Claude 4.5 Takes the Lead—With Conditions
AI observer 今井翔太 / Shota Imai@える dropped the latest numbers, and they're revealing. Claude 4.5 Sonnet hit 82% on SWE-bench Verified, a brutal 500-task coding test using parallel compute. That beat the competition. In financial reasoning, it wasn't even close—Claude scored 55.3% while GPT-5 managed 46.9% and Gemini 2.5 Pro limped in at 29.4%.
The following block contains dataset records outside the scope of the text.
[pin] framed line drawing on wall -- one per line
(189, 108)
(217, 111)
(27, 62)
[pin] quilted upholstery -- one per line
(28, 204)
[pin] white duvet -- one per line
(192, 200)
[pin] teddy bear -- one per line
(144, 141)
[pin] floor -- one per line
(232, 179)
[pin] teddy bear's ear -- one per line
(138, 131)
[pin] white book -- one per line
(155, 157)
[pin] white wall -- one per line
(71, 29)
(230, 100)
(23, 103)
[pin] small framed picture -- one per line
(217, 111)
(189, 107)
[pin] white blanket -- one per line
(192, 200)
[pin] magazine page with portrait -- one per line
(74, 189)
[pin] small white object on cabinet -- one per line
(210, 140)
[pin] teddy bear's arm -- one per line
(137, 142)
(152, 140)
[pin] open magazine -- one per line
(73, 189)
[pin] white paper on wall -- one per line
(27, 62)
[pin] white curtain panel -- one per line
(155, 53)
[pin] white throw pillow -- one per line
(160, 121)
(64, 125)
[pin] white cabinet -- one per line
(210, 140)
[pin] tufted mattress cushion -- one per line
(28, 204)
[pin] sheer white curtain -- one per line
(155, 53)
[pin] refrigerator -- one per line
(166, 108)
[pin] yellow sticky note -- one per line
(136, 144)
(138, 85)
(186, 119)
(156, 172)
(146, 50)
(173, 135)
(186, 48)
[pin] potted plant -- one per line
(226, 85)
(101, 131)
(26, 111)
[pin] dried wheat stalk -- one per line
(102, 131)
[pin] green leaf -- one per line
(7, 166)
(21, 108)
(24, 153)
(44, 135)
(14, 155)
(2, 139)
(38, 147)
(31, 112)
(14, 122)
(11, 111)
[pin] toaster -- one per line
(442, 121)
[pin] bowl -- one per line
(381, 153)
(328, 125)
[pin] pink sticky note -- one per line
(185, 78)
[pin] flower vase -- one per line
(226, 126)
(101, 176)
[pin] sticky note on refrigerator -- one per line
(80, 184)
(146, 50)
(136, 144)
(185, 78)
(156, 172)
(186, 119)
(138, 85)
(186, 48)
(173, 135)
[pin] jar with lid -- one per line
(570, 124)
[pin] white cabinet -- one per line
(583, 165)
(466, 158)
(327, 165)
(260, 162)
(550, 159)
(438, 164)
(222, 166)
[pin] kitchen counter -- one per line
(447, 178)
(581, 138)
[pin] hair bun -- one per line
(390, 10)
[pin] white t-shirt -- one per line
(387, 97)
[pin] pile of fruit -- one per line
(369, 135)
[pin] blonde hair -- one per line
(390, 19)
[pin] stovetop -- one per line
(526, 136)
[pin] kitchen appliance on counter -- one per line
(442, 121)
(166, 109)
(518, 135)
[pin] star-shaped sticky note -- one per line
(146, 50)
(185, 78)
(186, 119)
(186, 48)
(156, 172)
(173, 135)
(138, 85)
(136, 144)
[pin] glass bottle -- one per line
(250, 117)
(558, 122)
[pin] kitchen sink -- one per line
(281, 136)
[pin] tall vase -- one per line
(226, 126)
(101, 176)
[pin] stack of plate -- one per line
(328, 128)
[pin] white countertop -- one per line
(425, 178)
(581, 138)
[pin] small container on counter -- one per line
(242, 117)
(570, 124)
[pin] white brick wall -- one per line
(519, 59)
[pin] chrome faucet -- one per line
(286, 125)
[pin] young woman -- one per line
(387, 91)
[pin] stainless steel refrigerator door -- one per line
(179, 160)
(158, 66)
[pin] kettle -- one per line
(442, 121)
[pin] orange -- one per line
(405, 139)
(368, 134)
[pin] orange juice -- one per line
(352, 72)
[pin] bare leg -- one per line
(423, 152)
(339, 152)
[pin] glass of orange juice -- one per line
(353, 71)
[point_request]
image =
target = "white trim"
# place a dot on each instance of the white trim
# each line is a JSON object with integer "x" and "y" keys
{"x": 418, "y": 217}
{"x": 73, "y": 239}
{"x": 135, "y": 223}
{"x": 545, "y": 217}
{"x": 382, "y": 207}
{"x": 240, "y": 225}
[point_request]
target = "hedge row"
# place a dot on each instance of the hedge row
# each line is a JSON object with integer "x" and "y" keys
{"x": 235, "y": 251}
But the coding benchmark tells a more interesting story. Claude 4.5 edged out GPT-5 Codex, but with a catch—Claude used parallel test-time compute while GPT-5 didn't. Level the playing field and who knows what happens? This is where methodology matters as much as raw scores.
Key Performance Metrics:
- Tool Use: Claude 4.5 dominated telecom tasks (98%) and retail (86.2%), narrowly beating GPT-5's 81.1%
- Graduate Reasoning: GPT-5 held the edge at 85.7% versus Claude's 83.4% on GPQA Diamond
- Multilingual Tasks: Dead heat—both models scored around 89% on MMLU
- Math Competitions: Claude hit perfect 100% on Python math tasks, GPT-5 scored 99.6%

Where Each Model Shines
The pattern is clear: no model owns everything. Claude excels at structured tasks and safety. GPT-5 brings raw reasoning power and flexibility. Users are already adapting—they're picking Claude for financial work and safer outputs, then switching to GPT-5 for complex coding and research.
This is the new reality. Developers aren't loyal to one model anymore. They're using whichever tool fits the job. Claude 4.5 might have the edge in specific benchmarks, but GPT-5's versatility and user base keep it in the fight. And with Gemini lurking in third, the competition isn't going anywhere.